[e-lang] Joe-E paper available
David Wagner
daw at cs.berkeley.edu
Sat Jan 9 00:54:01 PST 2010
I wanted to let you all know about a new paper on Joe-E, from Adrian
Mettler, Tyler Close, and I. The paper describes the Joe-E language,
how it was designed to facilitate secure programming, and the ways in
which Joe-E has supported the security goals of the Waterken server.
See below for the URL.
We've benefitted from contributions and insights from many folks on this
mailing list; thank you, everyone, and happy reading!
Adrian Mettler, David Wagner, and Tyler Close. "Joe-E: A
Security-Oriented Subset of Java". To appear at ISOC NDSS 2010.
http://www.cs.berkeley.edu/~daw/papers/joe-e-ndss10.pdf
Abstract:
We present Joe-E, a language designed to support the development
of secure software systems. Joe-E is a subset of Java that makes
it easier to architect and implement programs with strong security
properties that can be checked during a security review. It enables
programmers to apply the principle of least privilege to their programs;
implement application-specific reference monitors that cannot be bypassed;
introduce and use domain-specific security abstractions; safely execute
and interact with untrusted code; and build secure, extensible systems.
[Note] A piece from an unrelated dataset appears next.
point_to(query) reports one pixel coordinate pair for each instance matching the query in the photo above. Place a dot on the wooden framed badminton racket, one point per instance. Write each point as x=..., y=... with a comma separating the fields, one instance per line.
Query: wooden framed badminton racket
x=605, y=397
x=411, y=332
Joe-E demonstrates how it is possible to achieve the strong security
properties of an object-capability language while retaining the features
and feel of a mainstream object-oriented language. Additionally,
we present ways in which Java's static type safety complements
object-capability analysis and permits additional security properties
to be verified statically, compared with previous object-capability
languages which rely on runtime checks. In this paper, we describe the
design and implementation of Joe-E and its advantages for security and
auditability over standard Java. We demonstrate how Joe-E can be used to
develop systems with novel security properties that would be difficult
or impossible to ensure otherwise, including a web application platform
that provides transparent, transactional object persistence and can
safely host multiple mutually-distrustful applications in a single JVM.